Mathematical Formulations of Rollout Correction Methods

A unified framework for handling general off-policy problems in RL training

Yingru LI

Nov 4, 2025 1 min read Research, Theory, Documentation

Abstract

This document provides the definitive mathematical formulations for rollout correction methods in verl, following the natural progression from REINFORCE to PPO to Decoupled PPO.

Rollout correction provides a unified framework to handle general off-policy problems in RL training - any scenario where the data collection distribution differs from the training distribution.

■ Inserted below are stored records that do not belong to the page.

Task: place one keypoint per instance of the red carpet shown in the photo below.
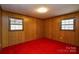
(41, 46)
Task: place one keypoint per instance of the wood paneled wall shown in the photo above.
(33, 29)
(52, 29)
(0, 26)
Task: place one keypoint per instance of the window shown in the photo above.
(67, 24)
(16, 24)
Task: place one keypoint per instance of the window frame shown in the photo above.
(16, 24)
(67, 24)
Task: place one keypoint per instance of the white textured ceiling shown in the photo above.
(29, 9)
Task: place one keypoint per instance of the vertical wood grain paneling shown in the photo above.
(52, 29)
(32, 30)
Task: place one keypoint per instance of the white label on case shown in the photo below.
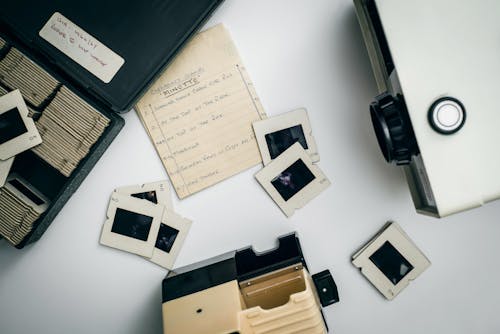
(81, 47)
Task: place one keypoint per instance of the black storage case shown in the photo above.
(146, 34)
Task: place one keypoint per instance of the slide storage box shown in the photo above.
(133, 42)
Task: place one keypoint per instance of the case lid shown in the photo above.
(133, 39)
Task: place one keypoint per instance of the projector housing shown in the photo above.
(436, 67)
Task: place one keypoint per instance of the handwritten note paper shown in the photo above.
(199, 114)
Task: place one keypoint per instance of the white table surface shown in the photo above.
(299, 54)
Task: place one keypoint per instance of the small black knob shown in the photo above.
(393, 129)
(326, 288)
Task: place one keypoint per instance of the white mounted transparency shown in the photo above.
(292, 180)
(155, 192)
(18, 132)
(170, 239)
(390, 260)
(132, 224)
(276, 134)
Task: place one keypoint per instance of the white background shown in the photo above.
(299, 54)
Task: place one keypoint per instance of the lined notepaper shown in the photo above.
(199, 114)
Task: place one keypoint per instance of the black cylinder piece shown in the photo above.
(393, 129)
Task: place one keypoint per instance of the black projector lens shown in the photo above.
(393, 129)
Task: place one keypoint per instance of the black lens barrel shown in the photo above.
(393, 129)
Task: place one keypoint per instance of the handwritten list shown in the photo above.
(199, 114)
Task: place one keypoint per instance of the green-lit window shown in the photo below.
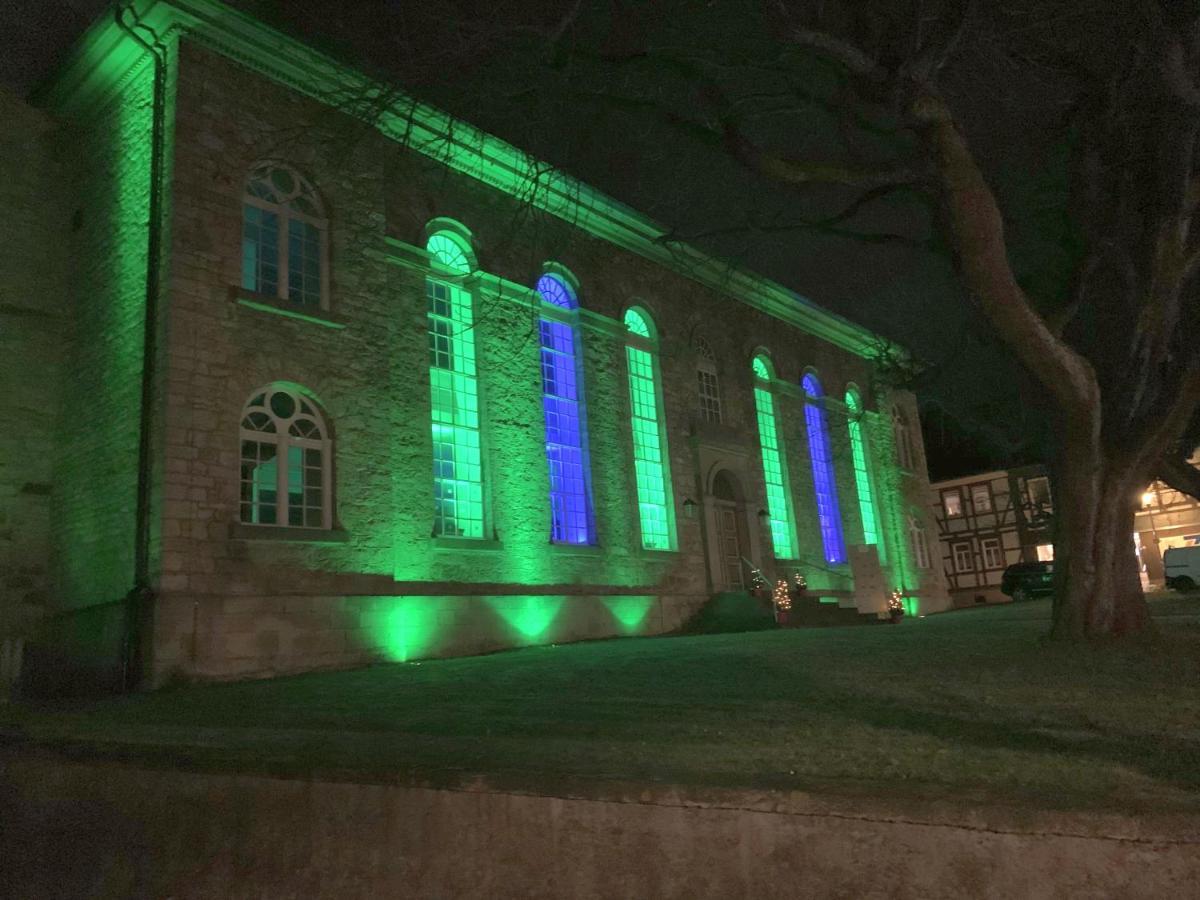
(708, 385)
(454, 393)
(774, 468)
(285, 461)
(651, 471)
(862, 472)
(283, 238)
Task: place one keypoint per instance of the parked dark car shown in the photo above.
(1024, 581)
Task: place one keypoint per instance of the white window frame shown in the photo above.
(919, 541)
(960, 551)
(285, 214)
(989, 545)
(982, 490)
(708, 389)
(282, 441)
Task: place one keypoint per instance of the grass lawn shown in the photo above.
(970, 705)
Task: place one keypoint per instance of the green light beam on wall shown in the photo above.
(529, 616)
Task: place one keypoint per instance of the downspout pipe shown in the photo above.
(137, 636)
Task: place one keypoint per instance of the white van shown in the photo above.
(1182, 568)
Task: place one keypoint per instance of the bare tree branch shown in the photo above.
(852, 59)
(1177, 473)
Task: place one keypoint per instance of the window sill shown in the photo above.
(277, 306)
(657, 553)
(442, 541)
(240, 531)
(591, 551)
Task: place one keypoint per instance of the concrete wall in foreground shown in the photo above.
(255, 636)
(106, 831)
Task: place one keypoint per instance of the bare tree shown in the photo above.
(904, 84)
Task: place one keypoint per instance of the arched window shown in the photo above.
(774, 467)
(823, 481)
(285, 237)
(707, 382)
(285, 461)
(562, 400)
(454, 393)
(903, 438)
(862, 472)
(649, 437)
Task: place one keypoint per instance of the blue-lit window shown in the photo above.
(823, 481)
(454, 395)
(570, 501)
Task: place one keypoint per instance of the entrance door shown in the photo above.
(730, 545)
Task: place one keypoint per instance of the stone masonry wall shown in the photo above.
(33, 258)
(369, 373)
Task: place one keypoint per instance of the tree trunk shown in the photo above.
(1097, 583)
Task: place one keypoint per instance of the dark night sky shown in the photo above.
(460, 64)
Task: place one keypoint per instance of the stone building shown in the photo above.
(341, 385)
(988, 522)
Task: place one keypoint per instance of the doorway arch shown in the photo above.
(730, 546)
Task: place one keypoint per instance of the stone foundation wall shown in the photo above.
(76, 829)
(33, 294)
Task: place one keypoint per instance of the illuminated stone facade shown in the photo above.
(239, 593)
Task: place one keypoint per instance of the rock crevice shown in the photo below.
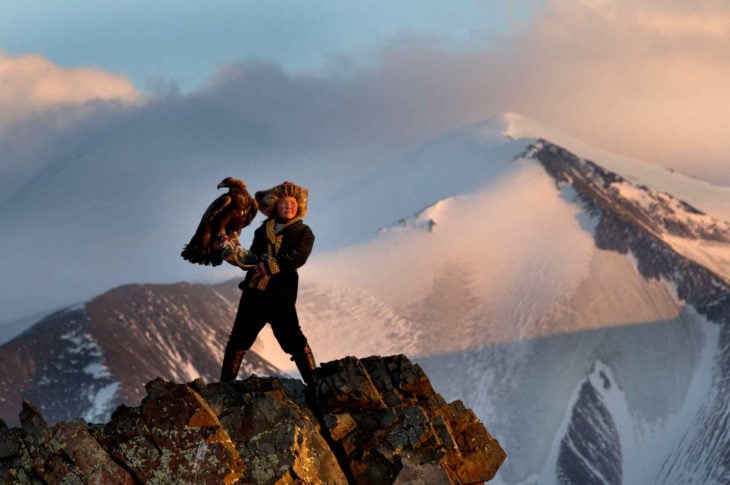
(371, 420)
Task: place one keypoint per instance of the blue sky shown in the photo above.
(642, 78)
(186, 41)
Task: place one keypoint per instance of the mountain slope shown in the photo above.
(559, 296)
(86, 360)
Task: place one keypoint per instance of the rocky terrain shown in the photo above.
(373, 420)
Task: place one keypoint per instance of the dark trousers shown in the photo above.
(256, 309)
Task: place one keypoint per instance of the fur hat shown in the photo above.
(267, 199)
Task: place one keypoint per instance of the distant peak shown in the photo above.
(508, 124)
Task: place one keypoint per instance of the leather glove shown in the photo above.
(234, 254)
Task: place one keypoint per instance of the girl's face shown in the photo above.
(286, 208)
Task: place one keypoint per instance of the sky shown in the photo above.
(648, 79)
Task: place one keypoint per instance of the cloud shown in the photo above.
(32, 83)
(646, 79)
(47, 109)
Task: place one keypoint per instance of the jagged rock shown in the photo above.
(278, 440)
(375, 420)
(415, 438)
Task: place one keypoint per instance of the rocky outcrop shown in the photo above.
(375, 420)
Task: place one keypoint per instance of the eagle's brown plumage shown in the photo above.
(225, 217)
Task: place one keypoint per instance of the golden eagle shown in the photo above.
(224, 218)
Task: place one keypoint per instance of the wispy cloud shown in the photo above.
(46, 109)
(31, 83)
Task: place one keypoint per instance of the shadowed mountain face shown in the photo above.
(86, 360)
(375, 420)
(568, 304)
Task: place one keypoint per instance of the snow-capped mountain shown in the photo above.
(576, 300)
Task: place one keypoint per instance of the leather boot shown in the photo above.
(305, 364)
(231, 363)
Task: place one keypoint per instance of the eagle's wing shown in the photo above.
(199, 249)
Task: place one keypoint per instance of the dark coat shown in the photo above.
(295, 243)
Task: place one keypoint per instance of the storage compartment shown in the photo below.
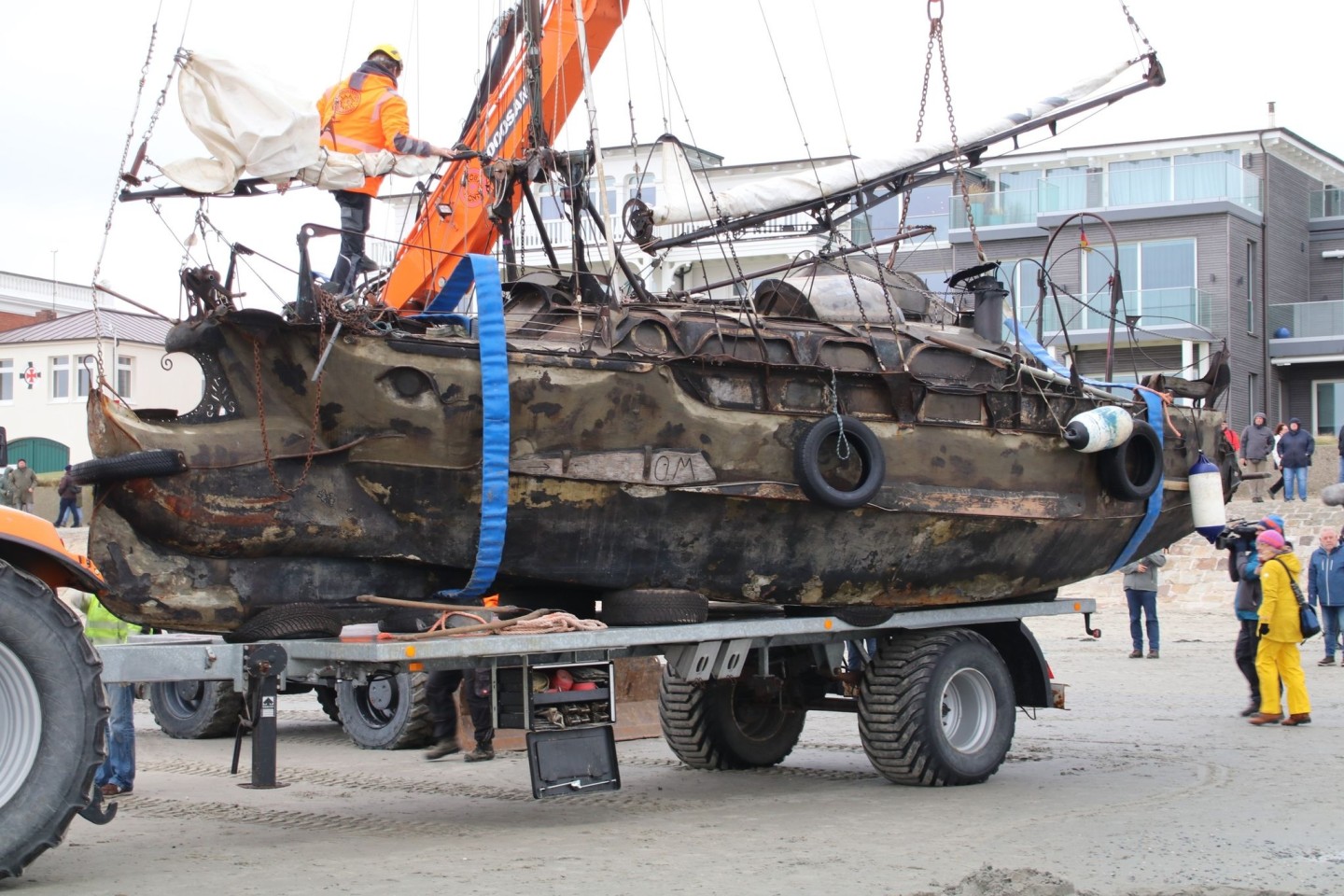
(554, 696)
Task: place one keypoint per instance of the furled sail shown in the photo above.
(253, 127)
(687, 196)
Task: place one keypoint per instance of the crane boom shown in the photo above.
(507, 119)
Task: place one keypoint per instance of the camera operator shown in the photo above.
(1243, 566)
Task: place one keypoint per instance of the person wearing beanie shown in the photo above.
(69, 495)
(1277, 657)
(1295, 455)
(1246, 602)
(1257, 453)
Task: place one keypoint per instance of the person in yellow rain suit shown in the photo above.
(364, 113)
(118, 774)
(1277, 656)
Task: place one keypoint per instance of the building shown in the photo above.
(48, 371)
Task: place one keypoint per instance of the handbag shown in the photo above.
(1307, 618)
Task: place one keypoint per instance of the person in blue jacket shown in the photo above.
(1325, 589)
(1295, 455)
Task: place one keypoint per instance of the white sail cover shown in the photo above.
(253, 127)
(687, 195)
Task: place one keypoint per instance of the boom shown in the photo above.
(479, 192)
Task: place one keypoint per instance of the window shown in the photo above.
(1250, 287)
(124, 370)
(1157, 278)
(61, 378)
(1327, 406)
(84, 375)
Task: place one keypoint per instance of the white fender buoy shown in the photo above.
(1206, 498)
(1099, 428)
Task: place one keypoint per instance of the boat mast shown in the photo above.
(604, 208)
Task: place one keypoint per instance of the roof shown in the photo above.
(119, 326)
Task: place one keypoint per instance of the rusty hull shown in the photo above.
(665, 459)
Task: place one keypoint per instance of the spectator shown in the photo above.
(1325, 587)
(1141, 592)
(1257, 453)
(1246, 605)
(118, 774)
(1295, 455)
(1277, 657)
(69, 495)
(24, 485)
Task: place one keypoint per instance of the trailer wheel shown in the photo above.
(287, 621)
(327, 700)
(388, 712)
(727, 724)
(195, 709)
(653, 608)
(935, 708)
(51, 719)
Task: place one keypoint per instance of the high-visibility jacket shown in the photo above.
(101, 626)
(364, 113)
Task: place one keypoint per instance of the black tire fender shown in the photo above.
(129, 467)
(1132, 470)
(806, 462)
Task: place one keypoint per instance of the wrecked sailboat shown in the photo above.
(842, 438)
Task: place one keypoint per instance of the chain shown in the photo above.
(265, 440)
(842, 440)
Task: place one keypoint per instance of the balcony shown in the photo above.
(1303, 332)
(1160, 315)
(1327, 203)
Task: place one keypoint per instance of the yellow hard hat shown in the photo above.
(387, 49)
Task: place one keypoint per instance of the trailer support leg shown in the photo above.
(263, 663)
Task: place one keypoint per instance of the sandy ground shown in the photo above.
(1149, 783)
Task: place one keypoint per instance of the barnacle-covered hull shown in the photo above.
(657, 450)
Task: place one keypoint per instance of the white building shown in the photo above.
(48, 371)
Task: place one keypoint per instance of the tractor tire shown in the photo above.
(721, 724)
(937, 708)
(653, 608)
(195, 709)
(52, 708)
(390, 712)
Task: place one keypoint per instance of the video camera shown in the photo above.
(1234, 532)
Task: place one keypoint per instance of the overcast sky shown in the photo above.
(751, 81)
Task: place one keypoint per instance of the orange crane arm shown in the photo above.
(455, 217)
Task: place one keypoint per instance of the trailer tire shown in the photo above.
(653, 608)
(52, 736)
(720, 725)
(1133, 469)
(327, 700)
(195, 709)
(134, 465)
(812, 479)
(935, 708)
(388, 712)
(287, 621)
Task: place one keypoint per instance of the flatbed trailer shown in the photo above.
(734, 692)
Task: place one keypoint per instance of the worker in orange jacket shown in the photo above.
(364, 113)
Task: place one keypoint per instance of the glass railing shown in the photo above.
(991, 210)
(1152, 308)
(1307, 318)
(1327, 203)
(1151, 186)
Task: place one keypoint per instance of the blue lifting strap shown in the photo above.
(1155, 416)
(495, 425)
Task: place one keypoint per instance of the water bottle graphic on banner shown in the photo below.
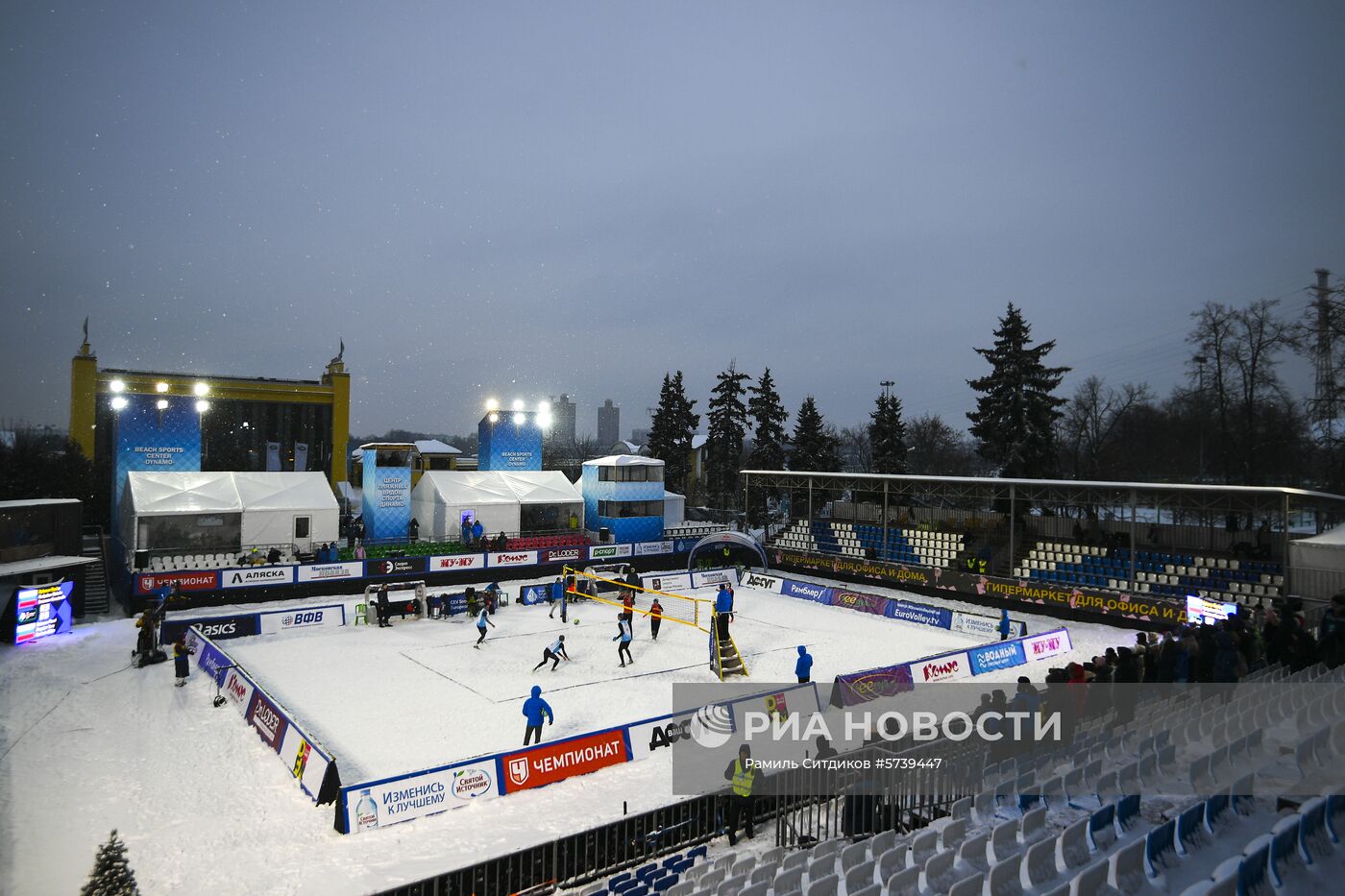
(366, 812)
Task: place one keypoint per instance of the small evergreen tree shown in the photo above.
(672, 429)
(110, 875)
(728, 424)
(770, 443)
(888, 436)
(814, 446)
(1015, 413)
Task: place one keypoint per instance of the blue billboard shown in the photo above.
(387, 499)
(504, 444)
(152, 439)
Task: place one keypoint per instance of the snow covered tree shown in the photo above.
(770, 443)
(672, 429)
(110, 875)
(814, 446)
(728, 425)
(888, 436)
(1015, 413)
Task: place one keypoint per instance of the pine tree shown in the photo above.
(728, 425)
(770, 443)
(672, 430)
(1015, 413)
(888, 436)
(110, 875)
(814, 446)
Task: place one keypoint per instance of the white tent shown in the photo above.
(674, 509)
(501, 500)
(182, 510)
(1318, 563)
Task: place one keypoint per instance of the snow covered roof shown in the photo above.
(623, 460)
(434, 447)
(457, 487)
(157, 494)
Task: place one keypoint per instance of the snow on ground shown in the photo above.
(90, 744)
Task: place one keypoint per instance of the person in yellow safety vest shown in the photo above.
(742, 774)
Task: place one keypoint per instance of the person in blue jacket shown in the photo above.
(623, 634)
(803, 667)
(534, 708)
(481, 620)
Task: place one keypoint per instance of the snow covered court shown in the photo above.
(90, 744)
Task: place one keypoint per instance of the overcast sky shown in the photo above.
(525, 200)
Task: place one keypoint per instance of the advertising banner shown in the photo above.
(154, 440)
(387, 499)
(325, 572)
(281, 620)
(1147, 608)
(511, 559)
(863, 687)
(856, 600)
(394, 567)
(456, 561)
(151, 583)
(608, 552)
(920, 614)
(564, 554)
(715, 577)
(992, 657)
(42, 611)
(266, 718)
(255, 576)
(305, 759)
(986, 627)
(762, 583)
(531, 594)
(212, 627)
(549, 763)
(428, 792)
(666, 581)
(238, 689)
(945, 667)
(1049, 643)
(807, 591)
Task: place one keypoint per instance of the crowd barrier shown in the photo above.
(966, 623)
(210, 580)
(266, 621)
(888, 681)
(309, 764)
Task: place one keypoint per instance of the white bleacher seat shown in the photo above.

Applicable scenarios include:

Policy mismatch: Different precision (FP8 vs FP16 vs BF16 vs FP32), different backends (vLLM vs SGLang vs FSDP vs Megatron)
Temporal lag: Model staleness, asynchronous rollout workers
Replay buffers: Training on historical trajectories from earlier policy versions
Off-policy algorithms: Behavioral cloning, DAPO, expert demonstrations
Data filtering: Reweighting, preference learning, curriculum learning

Key Topics

Theoretical Foundation: From REINFORCE to Decoupled PPO
- REINFORCE policy gradient baseline
- PPO with trust region control
- Decoupled PPO for batch size invariance
Implementation in VeRL: The Three-Policy Framework
- Policy roles: Rollout (behavior), Old (proximal), Current
- Operating modes: Decoupled vs Bypass
- Two distribution shifts and their corrections
Algorithmic Components and Combinations
- IS/RS aggregation levels (token, sequence, geometric)
- Loss functions (PPO vs policy gradient)
- Safety mechanisms (veto, batch normalization)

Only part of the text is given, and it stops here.